You asked for more visibility, and we delivered.

We exposed all threads and messages via a REST API, and gave you a quick and easy way to see the messages being sent and received in console.cord.com

This way, you can run analyses, see how users are collaborating in your product, and even clean up threads created in testing.

Customize every aspect of Cord’s components with CSS

We want our customers to be able to customize every aspect of our components to match their brand’s look and feel, no matter how visually complex it is. That’s why we moved away from Web Components with a shadowRoot that could only be customized using CSS variables, to stable class names which enable developers to write any CSS.

It doesn't look like anything to me.

Yep, that means now you can easily change individual components colors and sizes, and even animate them. You could even re-create the commenting experience in Google Docs or Figma pixel-by-pixel if you wanted 😏

Learn more about how (and why) we ditched the shadowDOM here.

Add and customize your own comment section with our open-source Threaded Comments component

Want to add a comment section to a page in your product or application that’s similar to YouTube’s or Reddit’s? Now you can.

Our new Threaded Comments component aggregates all comments in one place, giving users a holistic view of all activity on a particular page, and a way to reply and react in-line.

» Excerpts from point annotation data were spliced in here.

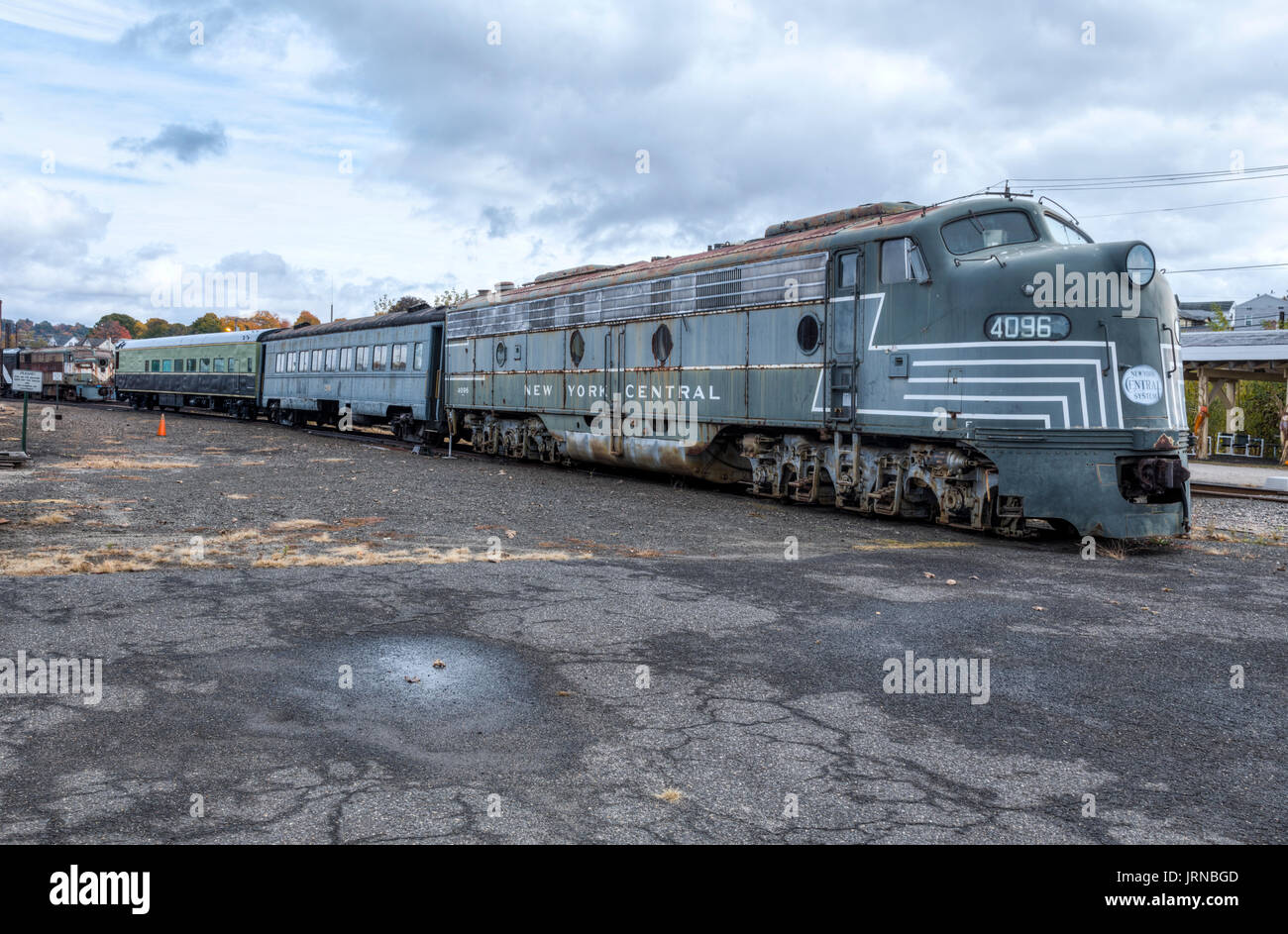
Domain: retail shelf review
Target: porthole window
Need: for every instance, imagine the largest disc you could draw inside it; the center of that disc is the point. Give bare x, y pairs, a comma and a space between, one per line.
806, 334
662, 343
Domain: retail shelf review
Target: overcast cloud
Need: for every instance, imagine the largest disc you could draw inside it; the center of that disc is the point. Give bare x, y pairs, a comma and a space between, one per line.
343, 151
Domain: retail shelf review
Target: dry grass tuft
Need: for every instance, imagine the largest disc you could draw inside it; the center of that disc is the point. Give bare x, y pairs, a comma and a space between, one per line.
50, 519
124, 464
296, 525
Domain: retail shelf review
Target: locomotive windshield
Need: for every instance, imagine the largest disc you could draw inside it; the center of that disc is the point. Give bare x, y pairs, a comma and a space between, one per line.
983, 231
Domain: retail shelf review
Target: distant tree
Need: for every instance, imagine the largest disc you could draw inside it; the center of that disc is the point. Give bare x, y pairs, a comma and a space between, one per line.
108, 330
1219, 322
133, 325
156, 328
206, 324
261, 320
451, 296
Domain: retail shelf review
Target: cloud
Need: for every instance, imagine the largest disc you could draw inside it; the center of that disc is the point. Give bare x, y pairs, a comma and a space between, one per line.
46, 227
185, 144
500, 221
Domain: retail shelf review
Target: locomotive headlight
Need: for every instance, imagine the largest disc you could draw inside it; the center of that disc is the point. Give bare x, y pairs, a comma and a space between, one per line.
1140, 265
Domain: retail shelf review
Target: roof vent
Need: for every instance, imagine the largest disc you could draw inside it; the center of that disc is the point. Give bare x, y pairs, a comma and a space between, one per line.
874, 210
574, 270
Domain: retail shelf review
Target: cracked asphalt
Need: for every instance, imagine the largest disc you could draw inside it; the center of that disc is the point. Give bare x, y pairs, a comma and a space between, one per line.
642, 664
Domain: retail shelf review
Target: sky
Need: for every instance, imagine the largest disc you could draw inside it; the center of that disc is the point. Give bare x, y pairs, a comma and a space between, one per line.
344, 151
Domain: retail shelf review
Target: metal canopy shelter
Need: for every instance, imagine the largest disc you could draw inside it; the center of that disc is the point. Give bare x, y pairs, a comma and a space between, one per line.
1220, 360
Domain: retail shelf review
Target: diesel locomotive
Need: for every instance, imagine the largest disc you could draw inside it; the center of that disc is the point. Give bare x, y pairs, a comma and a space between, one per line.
979, 363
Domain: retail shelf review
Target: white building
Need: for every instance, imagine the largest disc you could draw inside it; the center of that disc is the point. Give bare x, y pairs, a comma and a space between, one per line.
1256, 312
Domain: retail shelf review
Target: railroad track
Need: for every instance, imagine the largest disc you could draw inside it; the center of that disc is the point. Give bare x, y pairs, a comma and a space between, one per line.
372, 437
1215, 489
1233, 492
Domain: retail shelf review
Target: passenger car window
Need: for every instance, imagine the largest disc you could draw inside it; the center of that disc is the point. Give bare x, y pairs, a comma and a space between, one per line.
845, 270
902, 261
984, 231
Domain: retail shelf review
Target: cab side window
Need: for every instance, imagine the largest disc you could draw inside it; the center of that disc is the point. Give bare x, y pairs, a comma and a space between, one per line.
902, 261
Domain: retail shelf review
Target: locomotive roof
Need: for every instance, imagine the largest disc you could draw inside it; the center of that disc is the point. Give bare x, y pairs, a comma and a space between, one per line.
789, 239
820, 232
419, 315
193, 339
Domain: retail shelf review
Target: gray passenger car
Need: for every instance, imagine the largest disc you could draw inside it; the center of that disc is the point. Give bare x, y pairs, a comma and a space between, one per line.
377, 369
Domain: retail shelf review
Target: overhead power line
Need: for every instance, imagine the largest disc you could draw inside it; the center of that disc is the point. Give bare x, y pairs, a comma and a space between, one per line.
1163, 176
1188, 208
1225, 268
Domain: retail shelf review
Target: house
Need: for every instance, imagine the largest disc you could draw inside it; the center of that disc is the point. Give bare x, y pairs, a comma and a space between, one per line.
1256, 312
1199, 313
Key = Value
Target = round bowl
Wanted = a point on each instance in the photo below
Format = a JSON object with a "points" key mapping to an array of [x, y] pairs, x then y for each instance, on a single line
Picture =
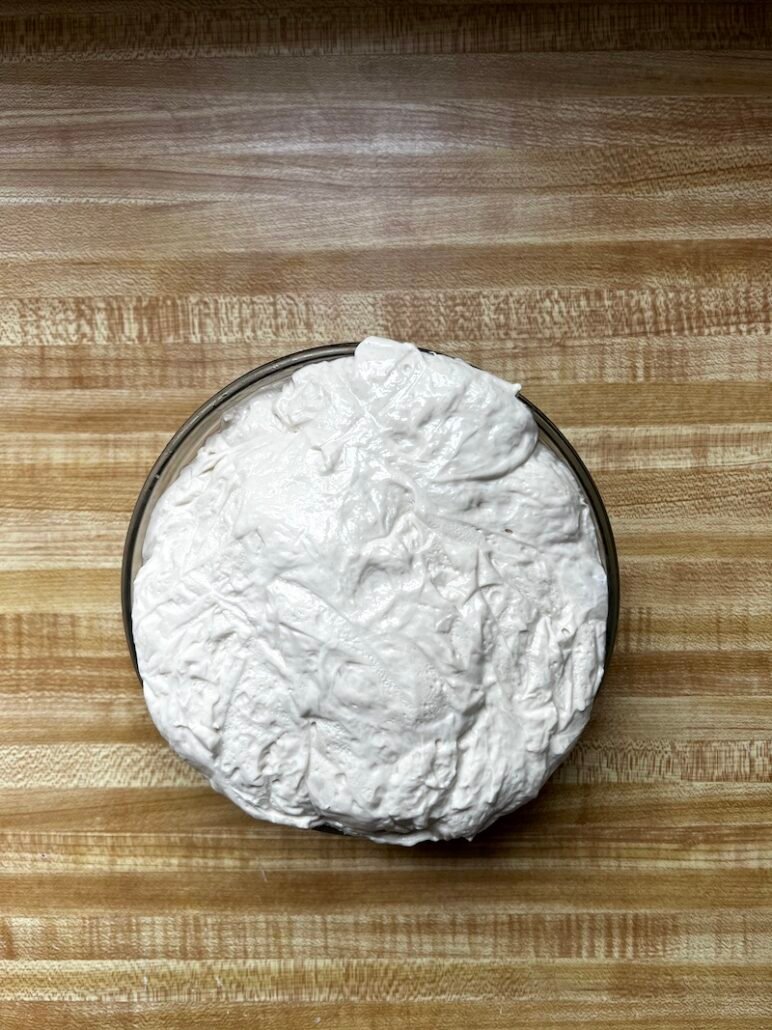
{"points": [[208, 419]]}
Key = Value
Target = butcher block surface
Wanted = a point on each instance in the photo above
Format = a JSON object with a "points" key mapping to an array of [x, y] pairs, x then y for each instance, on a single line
{"points": [[575, 197]]}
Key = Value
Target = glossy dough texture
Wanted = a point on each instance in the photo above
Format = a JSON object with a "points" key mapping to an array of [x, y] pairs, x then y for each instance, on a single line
{"points": [[374, 601]]}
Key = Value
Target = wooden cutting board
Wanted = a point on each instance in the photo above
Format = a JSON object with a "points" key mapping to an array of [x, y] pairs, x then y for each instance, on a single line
{"points": [[574, 197]]}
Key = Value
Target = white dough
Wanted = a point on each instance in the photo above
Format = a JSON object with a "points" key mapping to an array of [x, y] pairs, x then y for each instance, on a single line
{"points": [[375, 601]]}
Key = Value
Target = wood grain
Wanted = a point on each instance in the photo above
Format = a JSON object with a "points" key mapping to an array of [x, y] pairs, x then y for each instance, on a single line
{"points": [[576, 197]]}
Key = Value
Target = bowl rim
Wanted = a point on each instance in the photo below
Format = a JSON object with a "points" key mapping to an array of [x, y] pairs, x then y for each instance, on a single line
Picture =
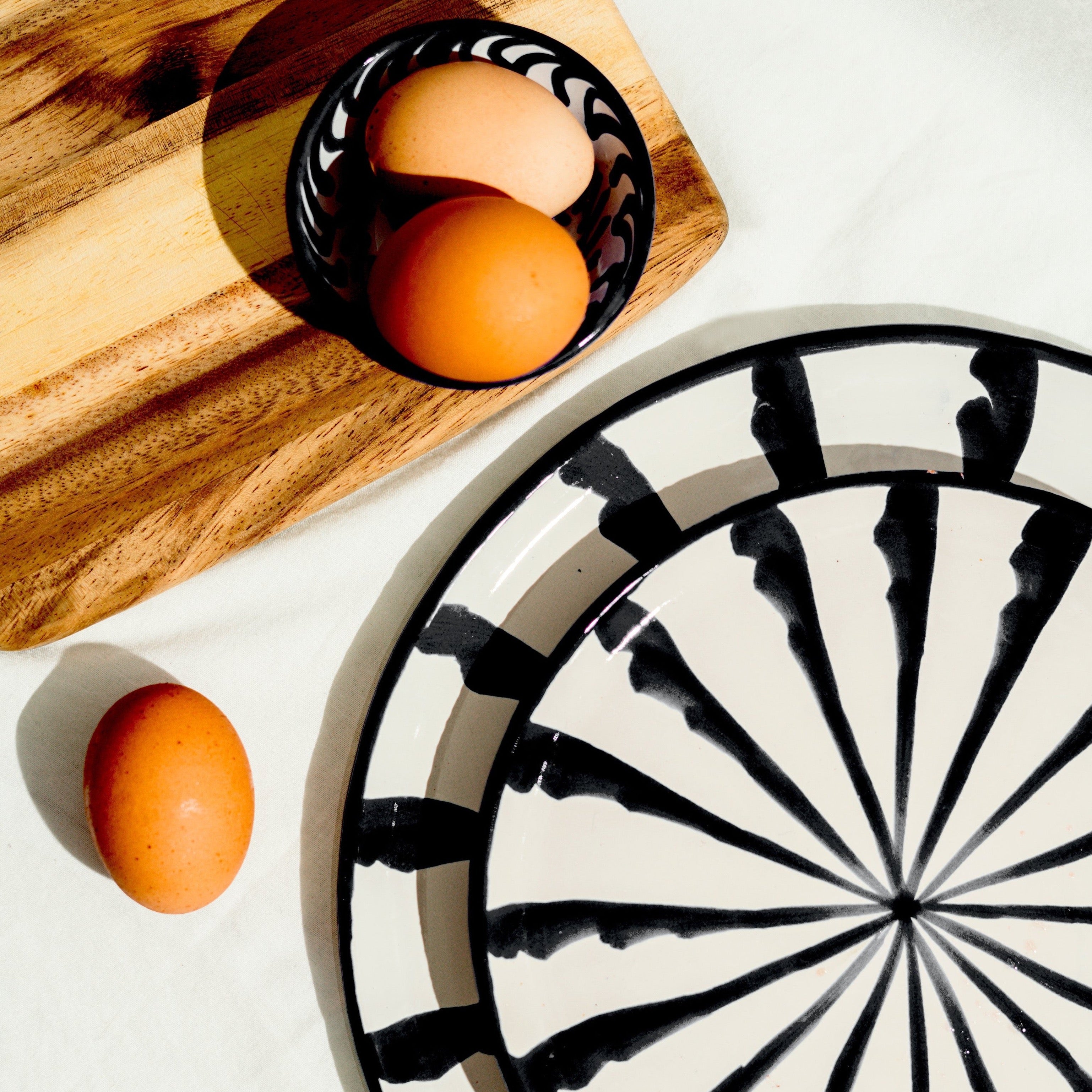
{"points": [[332, 310]]}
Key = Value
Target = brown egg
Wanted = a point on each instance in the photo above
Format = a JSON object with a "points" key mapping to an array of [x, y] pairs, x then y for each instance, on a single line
{"points": [[170, 799], [474, 128], [480, 290]]}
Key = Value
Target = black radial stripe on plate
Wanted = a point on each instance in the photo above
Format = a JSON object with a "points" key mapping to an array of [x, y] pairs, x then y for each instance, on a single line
{"points": [[492, 661], [409, 833], [1053, 547], [783, 422], [919, 1037], [746, 1077], [658, 670], [543, 929], [1072, 852], [1034, 1032], [424, 1048], [1075, 744], [849, 1062], [994, 431], [782, 577], [634, 517], [907, 537], [977, 1075], [1061, 984], [571, 1059], [563, 767], [1064, 916]]}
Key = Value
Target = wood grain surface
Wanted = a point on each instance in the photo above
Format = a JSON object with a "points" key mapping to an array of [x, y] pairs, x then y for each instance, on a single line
{"points": [[164, 398]]}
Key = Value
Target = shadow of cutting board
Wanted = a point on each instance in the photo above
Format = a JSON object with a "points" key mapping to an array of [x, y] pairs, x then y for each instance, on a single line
{"points": [[164, 401]]}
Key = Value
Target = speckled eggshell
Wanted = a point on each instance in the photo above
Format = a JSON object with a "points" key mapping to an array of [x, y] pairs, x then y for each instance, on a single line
{"points": [[170, 798]]}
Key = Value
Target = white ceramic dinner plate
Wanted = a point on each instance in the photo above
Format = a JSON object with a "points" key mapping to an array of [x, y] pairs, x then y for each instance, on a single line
{"points": [[745, 743]]}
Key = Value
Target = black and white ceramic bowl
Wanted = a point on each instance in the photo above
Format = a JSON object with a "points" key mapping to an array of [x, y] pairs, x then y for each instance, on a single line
{"points": [[339, 214], [746, 742]]}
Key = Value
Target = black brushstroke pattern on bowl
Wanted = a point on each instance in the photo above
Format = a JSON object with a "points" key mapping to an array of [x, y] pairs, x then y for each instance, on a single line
{"points": [[337, 207]]}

Importantly, this component handles real-time message and reaction updates, as well as badging for unread messages out-of-the-box. Trust us, this isn’t something you’d want to tackle in-house…

And, because it’s open-source, developers can customize its look and feel and functionality by simply copying the source code and modifying it in their code base. Boom!

Learn more here.

Stay in touch

That’s it for this month! If you’re an existing customer who wants to learn more about any of these updates, get in touch.

If you’re new here, you can learn more about Cord and see if collaboration is right for your product here, or book a demo here. And if you want to keep up with Cord and our ever-evolving product, follow us on Twitter and LinkedIn.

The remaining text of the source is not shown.